In order to plot this curve, first consider the equation
$$r^2 = 2\cos 2\theta$$
Notice that the left hand side is always positive, so that induces a domain restriction on $\theta$.
$$|2\theta| \leq \frac{\pi}{2} \implies -\frac{\pi}{4} \leq \theta \leq \frac{\pi}{4}$$
Then notice that there is a symmetry $\theta \mapsto -\theta$, which means that the curve is symmetric about the $x$ axis (which is the ray $\theta = 0$), so we only need to know what the curve looks like on the top half and we can reflect it down to get the rest.

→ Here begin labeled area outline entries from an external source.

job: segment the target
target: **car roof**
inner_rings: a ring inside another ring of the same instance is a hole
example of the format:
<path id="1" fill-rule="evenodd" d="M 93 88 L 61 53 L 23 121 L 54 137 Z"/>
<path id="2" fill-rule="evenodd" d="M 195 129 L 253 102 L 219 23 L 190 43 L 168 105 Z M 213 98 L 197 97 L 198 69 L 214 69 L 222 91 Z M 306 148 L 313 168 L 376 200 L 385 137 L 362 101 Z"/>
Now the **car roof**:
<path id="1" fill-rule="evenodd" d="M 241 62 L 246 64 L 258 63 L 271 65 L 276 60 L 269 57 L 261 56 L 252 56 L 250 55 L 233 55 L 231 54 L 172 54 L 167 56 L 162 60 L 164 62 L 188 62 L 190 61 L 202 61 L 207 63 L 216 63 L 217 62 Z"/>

From here, it is best to pick example points and tabulate them:
$$\begin{array}{c | c} \theta & r \\ \hline 0 & \pm\sqrt{2} \\ \frac{\pi}{12} & \pm \sqrt[4]{3} \\ \frac{\pi}{8} & \pm \sqrt[4]{2} \\ \frac{\pi}{6} & \pm 1 \\ \frac{\pi}{4} & 0 \\ \end{array} $$
Plot the points and connect them as smoothly as you can, then reflect it across the $x$ axis. Drawing this out, we get a familiar shape, a lemniscate (or infinity symbol) figure.
One can confirm this is indeed a lemniscate by looking at the equation you derived. It is in the correct mathematical form for a lemniscate, with $c=1$.